The hiring machine, however, hasn't shut down altogether. The number of Americans filing for unemployment benefits may have hit a 26-year high, but there are still lots of jobs open, because no matter how grim the economic forecast, at least some workers will change jobs voluntarily or retire. "Companies may not be making expansionary or discretionary hires," says Marc Cenedella, founder of TheLadders.com a subscription service that lists only jobs that pay $100,000 and up. "But even in a downturn, there's still 20% to 25% natural turnover per year." In the six-figure category, he estimates that will mean 3.2 million hires a year instead of 4 million in a normal market. (See pictures of the Top 10 scared traders.)
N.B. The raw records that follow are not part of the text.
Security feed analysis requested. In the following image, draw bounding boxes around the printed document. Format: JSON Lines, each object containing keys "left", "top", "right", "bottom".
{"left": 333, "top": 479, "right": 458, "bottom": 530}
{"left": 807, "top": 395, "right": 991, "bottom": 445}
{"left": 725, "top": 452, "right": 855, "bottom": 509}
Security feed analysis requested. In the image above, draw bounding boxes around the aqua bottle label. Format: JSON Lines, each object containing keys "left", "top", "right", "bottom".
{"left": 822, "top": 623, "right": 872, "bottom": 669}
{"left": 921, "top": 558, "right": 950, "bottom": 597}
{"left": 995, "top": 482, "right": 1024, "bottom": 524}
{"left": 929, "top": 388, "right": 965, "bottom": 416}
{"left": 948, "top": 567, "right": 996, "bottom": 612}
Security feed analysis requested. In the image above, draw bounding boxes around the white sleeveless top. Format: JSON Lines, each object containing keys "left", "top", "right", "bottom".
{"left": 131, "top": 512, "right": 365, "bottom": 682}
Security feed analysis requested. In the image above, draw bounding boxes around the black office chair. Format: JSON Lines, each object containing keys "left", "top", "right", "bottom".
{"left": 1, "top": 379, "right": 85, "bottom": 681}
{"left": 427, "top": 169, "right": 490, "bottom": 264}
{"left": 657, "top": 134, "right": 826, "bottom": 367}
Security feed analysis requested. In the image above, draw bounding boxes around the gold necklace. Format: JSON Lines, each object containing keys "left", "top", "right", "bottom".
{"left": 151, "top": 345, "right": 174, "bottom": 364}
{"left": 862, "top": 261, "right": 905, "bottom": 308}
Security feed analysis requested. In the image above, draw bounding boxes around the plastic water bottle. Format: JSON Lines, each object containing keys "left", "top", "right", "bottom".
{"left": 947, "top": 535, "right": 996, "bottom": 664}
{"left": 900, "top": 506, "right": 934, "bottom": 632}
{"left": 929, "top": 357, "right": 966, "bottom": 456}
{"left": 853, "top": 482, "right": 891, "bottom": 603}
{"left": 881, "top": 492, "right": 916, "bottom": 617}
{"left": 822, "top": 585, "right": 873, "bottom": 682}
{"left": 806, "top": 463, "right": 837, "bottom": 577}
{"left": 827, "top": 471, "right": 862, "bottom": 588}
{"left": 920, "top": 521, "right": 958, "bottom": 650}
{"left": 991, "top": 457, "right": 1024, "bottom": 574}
TheLadders currently lists about 60,000 positions at companies that pay a hefty fee to put their openings in front of high-potential recruits. The site tries to weed out unqualified applicants by charging $30 a month or $180 a year to access listings for such positions as accountant, financial analyst or director of sales, as well as more unusual jobs like "senior-level food technologist" or "business-strategy ninja."
But before you whip out your credit card to sign up for the site, check the free portion to see if it covers the industries you're targeting. Here are a few other important things newly unemployed execs should keep in mind:
Brace yourself. Recently booted M.B.A.s are already out there flooding the market with applications. Heidrick & Struggles, a Chicago-based executive-recruiting firm, is receiving 50% more unsolicited contacts from those seeking high-end jobs than in previous years, says Jory Marino, who heads the firm's North American office. And in case it's not painfully obvious, says Mickey Matthews, who directs North American operations for Stanton Chase International, a global executive-search firm based in Dallas, "the supply-demand imbalance certainly favors employers."
Because of that imbalance, companies looking to fill white-collar positions now have the luxury of sifting through legions of qualified candidates. Mark T. Williams, a finance professor at the Boston University School of Management, says recruiters for finance and other high-skill jobs find themselves receiving 50 or 60 résumés for an opening that may once have attracted just 10 or 20.
Find the right words. Instead of reading all the résumés that are getting dumped on them, many recruiters scan and search the lot for keywords. Which means top-bracket-job seekers--some of whom may not have looked for a new gig in a decade or more--need to update their résumés with the jargon du jour that recruiters are looking for. For accountants, that means phrases like Sarbanes-Oxley, while marketers may need to add terms like search-engine optimization.